When to Use Your Buffer Phrase
- When you need time to consider whether you want to do something. You don’t know yet!
- When you are 100 percent clear you want to say No!!! A thousand times No! A WORLD of No! but belligerence would not be called for.
- When you know you don’t want to say yes, but you’d like to formulate a response most likely to be met with peaceful acceptance, if possible.
- And if peaceful acceptance is impossible or unlikely, when you need time to brace yourself for pushback.
- Or, just for the practice! You can use your buffer phrase when you mean to say yes, just to “rep it out,” as practitioners of many disciplines say.
- When you want to teach everyone to expect you to consider requests instead of always saying yes right away.
One time I was flying from Puerto Vallarta to Boston, just having finished a Zen retreat. (Well, it was more of a vacation. And a spot of meditation.) My retreat roommate and I had been assigned two seats in a three-seat economy row, and the other seat was empty. The pilot had just introduced herself and her also female co-pilot—a first and only for me!—and we were just high-fiving each other over all the good vibes when the flight attendant came by to ask if we would give up our row to a couple with a baby. They would be more comfortable, and we would have a flight experience no worse than usual.

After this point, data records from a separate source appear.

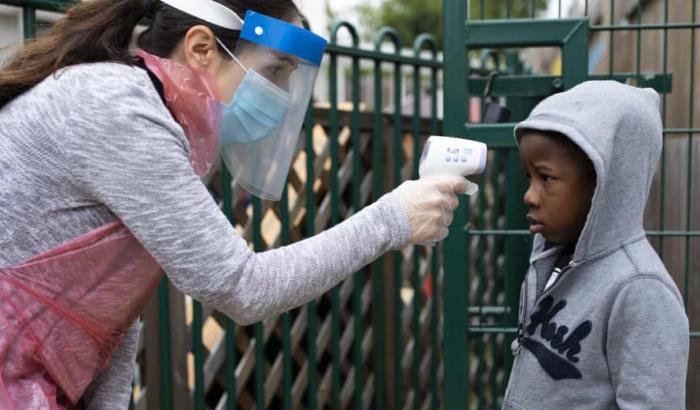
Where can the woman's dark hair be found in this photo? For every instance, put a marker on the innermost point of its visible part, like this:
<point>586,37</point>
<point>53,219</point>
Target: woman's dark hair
<point>101,30</point>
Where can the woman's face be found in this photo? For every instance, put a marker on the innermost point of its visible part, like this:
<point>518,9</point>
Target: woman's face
<point>201,51</point>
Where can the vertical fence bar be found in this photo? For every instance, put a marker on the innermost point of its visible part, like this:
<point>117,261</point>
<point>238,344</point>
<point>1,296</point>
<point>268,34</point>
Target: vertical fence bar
<point>198,355</point>
<point>689,187</point>
<point>496,169</point>
<point>231,402</point>
<point>286,317</point>
<point>357,277</point>
<point>166,387</point>
<point>664,110</point>
<point>418,45</point>
<point>415,262</point>
<point>356,204</point>
<point>258,329</point>
<point>378,280</point>
<point>397,255</point>
<point>481,267</point>
<point>434,263</point>
<point>335,218</point>
<point>378,190</point>
<point>312,316</point>
<point>612,37</point>
<point>455,280</point>
<point>639,39</point>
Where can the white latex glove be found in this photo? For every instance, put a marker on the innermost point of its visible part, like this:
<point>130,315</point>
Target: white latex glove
<point>430,203</point>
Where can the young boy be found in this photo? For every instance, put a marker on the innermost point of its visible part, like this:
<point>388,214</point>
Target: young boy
<point>602,324</point>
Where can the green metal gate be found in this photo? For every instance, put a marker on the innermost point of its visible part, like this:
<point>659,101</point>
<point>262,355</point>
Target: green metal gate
<point>366,344</point>
<point>487,251</point>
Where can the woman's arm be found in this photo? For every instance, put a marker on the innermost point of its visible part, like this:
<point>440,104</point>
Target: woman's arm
<point>127,154</point>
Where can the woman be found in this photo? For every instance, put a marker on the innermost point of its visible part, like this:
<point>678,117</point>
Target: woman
<point>101,154</point>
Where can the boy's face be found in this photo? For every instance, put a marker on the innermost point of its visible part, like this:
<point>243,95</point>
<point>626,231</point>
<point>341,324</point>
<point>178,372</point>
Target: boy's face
<point>562,182</point>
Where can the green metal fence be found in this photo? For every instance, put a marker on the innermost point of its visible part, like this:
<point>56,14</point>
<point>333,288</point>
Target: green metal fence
<point>645,43</point>
<point>377,339</point>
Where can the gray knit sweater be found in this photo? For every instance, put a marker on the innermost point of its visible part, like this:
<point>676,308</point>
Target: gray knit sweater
<point>95,143</point>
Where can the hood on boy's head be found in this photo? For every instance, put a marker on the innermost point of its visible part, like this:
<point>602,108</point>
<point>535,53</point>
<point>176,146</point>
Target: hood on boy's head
<point>619,128</point>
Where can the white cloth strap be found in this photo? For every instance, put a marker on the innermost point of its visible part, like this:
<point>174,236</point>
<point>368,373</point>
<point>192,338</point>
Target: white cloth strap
<point>209,11</point>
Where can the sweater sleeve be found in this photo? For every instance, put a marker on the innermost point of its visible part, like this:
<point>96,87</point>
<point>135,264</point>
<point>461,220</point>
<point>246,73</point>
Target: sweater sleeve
<point>111,389</point>
<point>647,346</point>
<point>127,154</point>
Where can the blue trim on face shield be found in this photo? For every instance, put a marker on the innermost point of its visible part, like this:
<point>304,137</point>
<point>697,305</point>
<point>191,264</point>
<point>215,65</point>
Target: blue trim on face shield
<point>282,36</point>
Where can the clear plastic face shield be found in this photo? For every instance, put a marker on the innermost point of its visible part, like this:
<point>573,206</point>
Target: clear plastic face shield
<point>260,127</point>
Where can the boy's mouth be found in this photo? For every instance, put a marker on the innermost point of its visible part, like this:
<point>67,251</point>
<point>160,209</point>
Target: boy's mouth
<point>535,225</point>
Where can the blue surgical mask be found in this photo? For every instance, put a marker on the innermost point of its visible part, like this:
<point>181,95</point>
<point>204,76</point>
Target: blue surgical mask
<point>257,109</point>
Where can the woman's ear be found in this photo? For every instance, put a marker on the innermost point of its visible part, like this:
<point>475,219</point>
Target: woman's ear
<point>200,48</point>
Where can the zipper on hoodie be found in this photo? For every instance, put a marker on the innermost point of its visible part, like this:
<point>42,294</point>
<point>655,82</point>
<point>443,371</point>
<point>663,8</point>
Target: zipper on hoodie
<point>520,334</point>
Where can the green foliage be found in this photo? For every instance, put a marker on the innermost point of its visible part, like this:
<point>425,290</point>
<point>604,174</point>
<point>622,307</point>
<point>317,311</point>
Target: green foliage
<point>412,17</point>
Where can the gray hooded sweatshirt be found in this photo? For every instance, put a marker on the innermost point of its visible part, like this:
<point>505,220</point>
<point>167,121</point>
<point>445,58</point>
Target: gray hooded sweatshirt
<point>611,333</point>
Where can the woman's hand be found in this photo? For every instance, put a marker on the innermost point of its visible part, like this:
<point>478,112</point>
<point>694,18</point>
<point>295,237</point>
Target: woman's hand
<point>430,203</point>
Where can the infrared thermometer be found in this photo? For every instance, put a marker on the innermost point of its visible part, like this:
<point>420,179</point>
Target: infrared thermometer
<point>453,156</point>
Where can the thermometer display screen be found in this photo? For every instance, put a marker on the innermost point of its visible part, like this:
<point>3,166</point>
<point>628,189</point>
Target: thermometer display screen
<point>425,153</point>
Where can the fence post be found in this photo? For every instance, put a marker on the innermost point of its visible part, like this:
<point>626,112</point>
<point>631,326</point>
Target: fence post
<point>455,303</point>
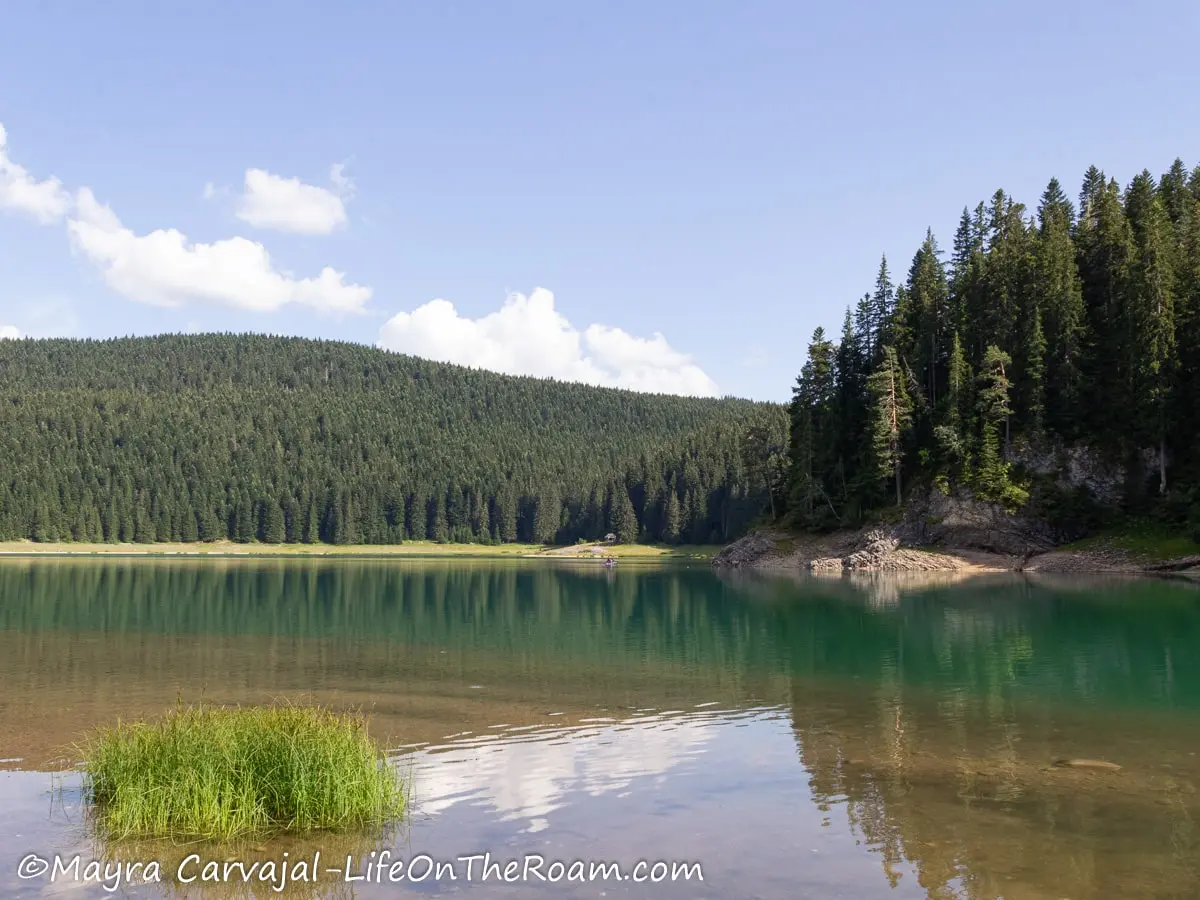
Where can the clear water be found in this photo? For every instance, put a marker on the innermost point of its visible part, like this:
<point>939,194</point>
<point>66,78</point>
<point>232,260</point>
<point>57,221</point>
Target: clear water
<point>796,737</point>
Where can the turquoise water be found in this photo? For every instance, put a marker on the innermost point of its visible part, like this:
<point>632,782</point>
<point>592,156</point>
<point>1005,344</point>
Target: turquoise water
<point>795,737</point>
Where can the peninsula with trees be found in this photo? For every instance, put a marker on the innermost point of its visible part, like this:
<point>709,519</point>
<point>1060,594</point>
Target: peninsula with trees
<point>1035,385</point>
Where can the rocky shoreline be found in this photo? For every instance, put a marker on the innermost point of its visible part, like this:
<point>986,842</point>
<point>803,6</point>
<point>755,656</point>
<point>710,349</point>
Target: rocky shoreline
<point>940,534</point>
<point>881,550</point>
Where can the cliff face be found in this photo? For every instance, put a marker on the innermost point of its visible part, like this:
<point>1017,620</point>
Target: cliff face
<point>940,533</point>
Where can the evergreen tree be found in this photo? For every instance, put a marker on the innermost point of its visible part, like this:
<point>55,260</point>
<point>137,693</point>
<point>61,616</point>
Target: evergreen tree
<point>892,409</point>
<point>624,519</point>
<point>1151,310</point>
<point>1060,299</point>
<point>274,526</point>
<point>671,516</point>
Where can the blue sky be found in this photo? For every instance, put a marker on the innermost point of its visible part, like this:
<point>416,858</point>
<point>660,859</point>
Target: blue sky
<point>721,174</point>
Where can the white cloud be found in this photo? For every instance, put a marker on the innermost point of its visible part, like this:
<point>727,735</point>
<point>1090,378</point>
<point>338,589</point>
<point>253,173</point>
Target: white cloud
<point>45,201</point>
<point>529,336</point>
<point>287,204</point>
<point>165,269</point>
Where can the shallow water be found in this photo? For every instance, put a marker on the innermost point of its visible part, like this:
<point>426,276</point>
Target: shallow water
<point>798,738</point>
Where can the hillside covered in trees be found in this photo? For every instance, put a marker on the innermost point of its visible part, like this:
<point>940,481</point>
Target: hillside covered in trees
<point>255,438</point>
<point>1074,325</point>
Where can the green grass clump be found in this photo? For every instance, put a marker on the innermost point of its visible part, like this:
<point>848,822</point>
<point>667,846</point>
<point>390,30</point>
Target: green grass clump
<point>220,773</point>
<point>1149,543</point>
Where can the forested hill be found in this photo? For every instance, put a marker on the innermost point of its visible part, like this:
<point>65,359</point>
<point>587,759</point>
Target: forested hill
<point>285,439</point>
<point>1075,325</point>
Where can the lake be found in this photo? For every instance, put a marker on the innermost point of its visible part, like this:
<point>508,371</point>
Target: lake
<point>796,737</point>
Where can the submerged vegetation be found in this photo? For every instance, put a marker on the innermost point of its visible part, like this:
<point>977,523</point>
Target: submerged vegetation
<point>215,772</point>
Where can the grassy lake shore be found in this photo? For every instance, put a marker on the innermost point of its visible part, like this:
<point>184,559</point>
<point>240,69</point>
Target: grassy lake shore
<point>648,552</point>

I was aware of feeling startled first, and then resentful as thoughts of sexism occurred. Would we have been asked if we’d been men? (Not a chance.) But I was silent until I saw the stricken look on my friend’s face, and then out of my mouth popped, “Can you give us a moment?”
The attendant said yes, of course, and my friend said, “Omigosh, thank you, I was just feeling so grateful to have a little space to reacclimate after being on retreat, and I would have hated being squeezed in after the gift of an empty seat.”
The flight attendant never came back.
Anyway, that’s why we need buffer phrases. Our training as women is about accommodating others. (Side note: As a student of Zen, or heck, a HUMAN!, you do plenty of that anyway. We’re just trying to interrupt an unhealthy and inflexible reflex.) But as adults, we must take care of ourselves first, because if we don’t, our self-neglect is gonna roll downhill on someone we love.
Nevertheless, not everyone will greet our buffer phrase with glad cries of Of course you must take time to decide what is best! In fact, people might get mad at us—and then they go to Plan B! Because people are resourceful.
But some other things might happen, too. One is that we gain a lot more time in our life, as well as the emotional space to decide what we want to do with it. (WORTH it!)
Another thing that happens when we practice using buffer phrases, as noted above, is that they get a whole lot easier to use. We say them, we don’t get kicked out of the tribe, we survive, and our survival panic subsides. Then we’re able to say “Let me get back to you” without the internal drama, and that dials down the external drama like a charm.
And in that drama-free space, we get to consider what’s best for us, along with what’s best for everyone else.
Resources and More Buffer Phrases
- “I have some things in flux right now; I’ll have to let you know.” — Lisa Sonora Beam
- “I have a policy of [never/always doing X]. It’s not personal, it’s a policy!” Origin unknown.
- Alternatively, from Martha Beck: Just tell them the truth.
- And Shonda Rhimes’s memoir Year of Yes is also about saying no. Sometimes you have to say no to another to say yes to yourself.